4.4 Performance evaluation

Figure 5 illustrates a sample of the used dataset, providing a visual representation of the data points utilized in the research. This sample demonstrates the characteristics and distribution of the dataset, showcasing the different features and their corresponding values. By examining this figure, researchers and practitioners can gain insights into the composition and variability of the dataset, which is crucial for understanding the underlying patterns and trends.

Fig. 5
figure 5

A sample of the used dataset

Figure 6 presents the correlation matrix, offering a comprehensive depiction of the interrelationships between the various features in the dataset. The correlation matrix enables the identification of potential dependencies, associations, or redundancies among the attributes.
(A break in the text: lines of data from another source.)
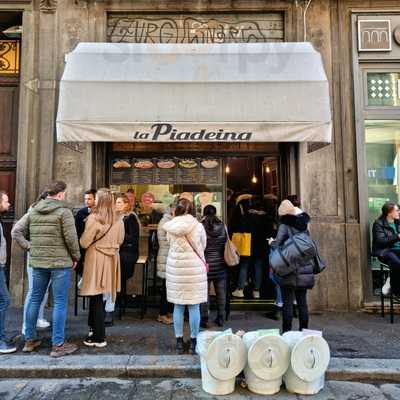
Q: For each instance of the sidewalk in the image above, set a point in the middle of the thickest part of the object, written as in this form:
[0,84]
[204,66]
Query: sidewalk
[350,335]
[364,347]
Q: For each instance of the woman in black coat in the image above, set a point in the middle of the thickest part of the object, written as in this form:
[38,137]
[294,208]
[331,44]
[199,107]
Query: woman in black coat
[129,250]
[386,244]
[296,283]
[214,254]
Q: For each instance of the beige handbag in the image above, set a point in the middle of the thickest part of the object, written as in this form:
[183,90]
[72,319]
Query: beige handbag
[231,255]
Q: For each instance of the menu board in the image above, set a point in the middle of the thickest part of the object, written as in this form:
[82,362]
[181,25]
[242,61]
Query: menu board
[163,171]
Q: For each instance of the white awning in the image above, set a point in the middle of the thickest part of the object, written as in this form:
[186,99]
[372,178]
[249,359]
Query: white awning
[254,92]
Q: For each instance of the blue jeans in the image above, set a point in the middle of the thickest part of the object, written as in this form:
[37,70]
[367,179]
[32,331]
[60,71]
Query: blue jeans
[278,291]
[4,301]
[194,319]
[60,284]
[259,265]
[28,299]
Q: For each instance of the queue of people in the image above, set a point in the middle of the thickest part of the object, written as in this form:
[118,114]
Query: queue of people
[102,245]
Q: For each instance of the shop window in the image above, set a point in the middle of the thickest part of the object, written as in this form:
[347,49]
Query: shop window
[9,57]
[382,139]
[383,89]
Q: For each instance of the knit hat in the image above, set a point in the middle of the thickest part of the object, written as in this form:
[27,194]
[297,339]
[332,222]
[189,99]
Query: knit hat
[243,197]
[286,208]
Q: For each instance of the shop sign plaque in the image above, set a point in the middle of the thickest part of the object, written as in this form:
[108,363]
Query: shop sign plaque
[374,35]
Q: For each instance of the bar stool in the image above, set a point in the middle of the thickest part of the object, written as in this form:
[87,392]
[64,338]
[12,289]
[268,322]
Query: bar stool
[385,272]
[142,262]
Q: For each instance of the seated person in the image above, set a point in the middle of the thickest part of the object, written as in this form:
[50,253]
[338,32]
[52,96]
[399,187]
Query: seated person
[386,244]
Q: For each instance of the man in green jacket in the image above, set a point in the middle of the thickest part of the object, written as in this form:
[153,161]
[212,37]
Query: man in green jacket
[54,253]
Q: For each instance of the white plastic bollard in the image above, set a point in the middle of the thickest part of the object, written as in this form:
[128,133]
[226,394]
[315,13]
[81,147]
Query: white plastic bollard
[267,360]
[309,361]
[222,358]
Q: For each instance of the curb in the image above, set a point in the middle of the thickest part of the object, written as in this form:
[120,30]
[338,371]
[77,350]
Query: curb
[125,366]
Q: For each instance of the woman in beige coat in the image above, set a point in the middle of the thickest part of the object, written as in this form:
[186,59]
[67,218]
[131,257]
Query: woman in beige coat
[102,238]
[186,271]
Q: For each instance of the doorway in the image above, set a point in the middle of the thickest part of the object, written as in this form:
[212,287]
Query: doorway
[253,193]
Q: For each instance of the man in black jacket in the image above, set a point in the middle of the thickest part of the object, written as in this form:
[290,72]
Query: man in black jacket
[4,294]
[80,220]
[386,244]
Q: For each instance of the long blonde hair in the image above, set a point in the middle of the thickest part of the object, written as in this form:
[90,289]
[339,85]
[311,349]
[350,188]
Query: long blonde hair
[104,210]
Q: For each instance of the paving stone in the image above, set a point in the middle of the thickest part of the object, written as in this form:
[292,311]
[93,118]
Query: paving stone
[392,392]
[10,389]
[355,391]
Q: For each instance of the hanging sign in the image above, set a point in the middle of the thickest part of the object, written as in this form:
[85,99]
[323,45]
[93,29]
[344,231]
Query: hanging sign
[374,35]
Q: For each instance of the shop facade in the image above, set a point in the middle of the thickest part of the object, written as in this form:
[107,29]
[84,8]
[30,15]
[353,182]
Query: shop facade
[328,178]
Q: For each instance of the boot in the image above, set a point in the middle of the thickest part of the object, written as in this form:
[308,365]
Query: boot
[109,319]
[179,346]
[219,320]
[193,343]
[204,323]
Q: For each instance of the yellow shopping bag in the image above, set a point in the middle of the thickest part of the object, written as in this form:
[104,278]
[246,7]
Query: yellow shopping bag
[242,241]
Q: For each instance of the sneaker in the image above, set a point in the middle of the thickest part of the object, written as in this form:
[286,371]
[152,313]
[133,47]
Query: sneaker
[204,324]
[6,348]
[31,345]
[165,319]
[179,346]
[192,348]
[90,334]
[386,287]
[63,350]
[42,323]
[91,343]
[238,293]
[109,319]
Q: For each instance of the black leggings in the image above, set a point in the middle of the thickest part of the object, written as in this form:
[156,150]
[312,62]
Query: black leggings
[165,306]
[288,295]
[392,258]
[220,291]
[96,317]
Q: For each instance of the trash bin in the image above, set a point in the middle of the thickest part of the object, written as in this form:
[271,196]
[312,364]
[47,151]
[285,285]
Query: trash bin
[222,357]
[309,361]
[267,360]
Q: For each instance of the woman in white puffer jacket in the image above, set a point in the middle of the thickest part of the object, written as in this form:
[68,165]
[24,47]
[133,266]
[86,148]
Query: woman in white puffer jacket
[186,271]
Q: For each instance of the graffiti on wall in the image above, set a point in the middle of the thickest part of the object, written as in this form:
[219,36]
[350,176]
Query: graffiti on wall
[129,28]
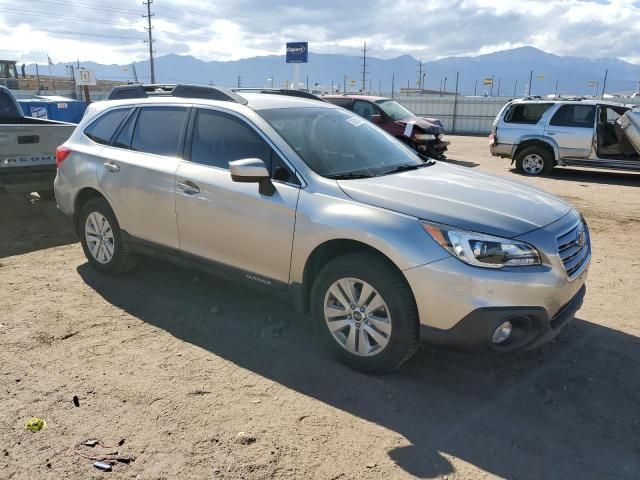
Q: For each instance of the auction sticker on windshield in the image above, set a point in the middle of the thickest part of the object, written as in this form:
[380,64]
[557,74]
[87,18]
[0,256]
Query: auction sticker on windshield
[408,129]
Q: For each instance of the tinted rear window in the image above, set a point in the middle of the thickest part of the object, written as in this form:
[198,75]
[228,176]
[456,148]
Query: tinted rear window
[8,106]
[582,116]
[526,112]
[158,130]
[102,129]
[219,139]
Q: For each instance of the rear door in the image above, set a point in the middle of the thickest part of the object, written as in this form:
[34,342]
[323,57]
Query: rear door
[138,172]
[572,126]
[232,223]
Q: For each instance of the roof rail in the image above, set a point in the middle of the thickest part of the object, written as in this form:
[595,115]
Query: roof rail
[280,91]
[175,90]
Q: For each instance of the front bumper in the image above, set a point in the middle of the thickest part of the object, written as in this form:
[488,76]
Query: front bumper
[461,305]
[532,327]
[500,149]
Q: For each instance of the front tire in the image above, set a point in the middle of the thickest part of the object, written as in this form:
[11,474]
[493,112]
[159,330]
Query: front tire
[101,238]
[534,161]
[46,195]
[364,310]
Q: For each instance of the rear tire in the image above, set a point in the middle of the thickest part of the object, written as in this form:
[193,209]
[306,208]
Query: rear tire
[379,331]
[534,161]
[101,238]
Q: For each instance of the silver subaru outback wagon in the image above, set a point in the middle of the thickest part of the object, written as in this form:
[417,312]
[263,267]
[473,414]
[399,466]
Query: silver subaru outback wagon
[381,247]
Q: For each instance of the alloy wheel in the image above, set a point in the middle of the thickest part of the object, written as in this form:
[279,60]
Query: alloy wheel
[99,236]
[533,164]
[357,317]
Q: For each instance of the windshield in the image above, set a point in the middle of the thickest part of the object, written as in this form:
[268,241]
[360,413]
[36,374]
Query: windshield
[394,110]
[335,143]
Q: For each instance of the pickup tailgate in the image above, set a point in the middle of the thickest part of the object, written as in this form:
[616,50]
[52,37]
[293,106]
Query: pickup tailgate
[31,145]
[630,123]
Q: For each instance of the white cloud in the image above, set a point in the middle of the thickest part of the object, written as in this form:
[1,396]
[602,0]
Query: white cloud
[112,31]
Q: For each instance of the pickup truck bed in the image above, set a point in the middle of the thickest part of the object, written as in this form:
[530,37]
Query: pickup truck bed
[27,148]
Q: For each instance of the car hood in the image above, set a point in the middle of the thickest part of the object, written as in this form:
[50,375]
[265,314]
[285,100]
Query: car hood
[461,198]
[427,125]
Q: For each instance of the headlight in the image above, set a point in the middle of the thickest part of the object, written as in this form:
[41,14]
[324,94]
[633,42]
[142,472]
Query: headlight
[483,250]
[425,136]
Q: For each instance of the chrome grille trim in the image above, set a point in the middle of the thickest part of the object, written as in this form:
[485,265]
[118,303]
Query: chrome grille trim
[573,252]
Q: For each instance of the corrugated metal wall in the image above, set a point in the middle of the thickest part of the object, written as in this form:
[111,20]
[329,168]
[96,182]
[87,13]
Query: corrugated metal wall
[473,115]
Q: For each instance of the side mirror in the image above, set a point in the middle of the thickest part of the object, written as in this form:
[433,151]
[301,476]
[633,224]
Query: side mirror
[252,170]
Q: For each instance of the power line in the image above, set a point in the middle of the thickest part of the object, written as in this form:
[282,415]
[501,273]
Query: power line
[364,67]
[65,17]
[86,5]
[150,41]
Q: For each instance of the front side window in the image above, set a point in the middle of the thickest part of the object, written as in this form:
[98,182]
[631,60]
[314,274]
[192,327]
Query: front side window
[158,130]
[335,143]
[528,113]
[219,138]
[102,129]
[581,116]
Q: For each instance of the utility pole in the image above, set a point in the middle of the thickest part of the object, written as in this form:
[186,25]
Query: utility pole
[38,77]
[364,67]
[135,74]
[393,85]
[604,84]
[150,41]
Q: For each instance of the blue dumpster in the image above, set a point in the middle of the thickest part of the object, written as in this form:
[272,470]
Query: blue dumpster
[63,110]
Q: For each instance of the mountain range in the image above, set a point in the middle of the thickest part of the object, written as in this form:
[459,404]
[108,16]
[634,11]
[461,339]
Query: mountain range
[510,69]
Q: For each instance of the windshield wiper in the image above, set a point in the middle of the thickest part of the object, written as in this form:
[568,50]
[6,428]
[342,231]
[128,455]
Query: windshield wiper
[347,176]
[405,168]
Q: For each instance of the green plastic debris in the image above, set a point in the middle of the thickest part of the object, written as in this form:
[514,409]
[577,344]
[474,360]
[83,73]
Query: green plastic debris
[35,424]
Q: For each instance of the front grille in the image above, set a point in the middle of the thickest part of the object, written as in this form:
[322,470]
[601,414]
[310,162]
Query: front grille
[573,248]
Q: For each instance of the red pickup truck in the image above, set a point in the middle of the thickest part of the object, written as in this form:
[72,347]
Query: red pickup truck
[425,135]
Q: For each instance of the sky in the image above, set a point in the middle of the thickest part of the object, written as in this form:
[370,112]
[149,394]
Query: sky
[113,31]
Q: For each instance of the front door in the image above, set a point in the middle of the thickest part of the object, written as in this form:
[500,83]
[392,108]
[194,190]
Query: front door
[138,173]
[573,129]
[232,223]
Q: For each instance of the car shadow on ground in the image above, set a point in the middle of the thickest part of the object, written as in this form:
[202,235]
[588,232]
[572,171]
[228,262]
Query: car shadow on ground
[568,410]
[28,223]
[462,163]
[576,175]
This visualization aids in assessing the strength and direction of these relationships, thereby assisting researchers in identifying relevant variables and guiding feature selection or engineering processes. Understanding the correlation matrix is essential for comprehending the impact and significance of individual features on the overall prediction or diagnosis task.

Fig. 6
figure 6

Correlation matrix

Figure 7 showcases scatter and density plots, providing a graphical representation of the data distribution and relationships between specific attributes or variables. Scatter plots display the relationship between two variables, illustrating how changes in one variable correspond to changes in another. This visualization aids in identifying patterns, trends, clusters, or outliers in the data. Density plots, on the other hand, depict the probability density of a variable's values, allowing researchers to assess the distribution shape, skewness, or multimodality. These plots provide valuable insights into the underlying data structure, enabling researchers to make informed decisions regarding data preprocessing, model selection, or algorithm customization.

Fig. 7
figure 7

Scatter and density plots

The inclusion of these figures in the research paper enhances the clarity and comprehensibility of the findings. They provide visual representations of the dataset's characteristics, interrelationships among variables, and data distribution, offering readers a comprehensive understanding of the research methodology and its implications. Furthermore, these figures facilitate the reproducibility of the research, enabling other researchers to validate the results and potentially build upon the proposed methodology.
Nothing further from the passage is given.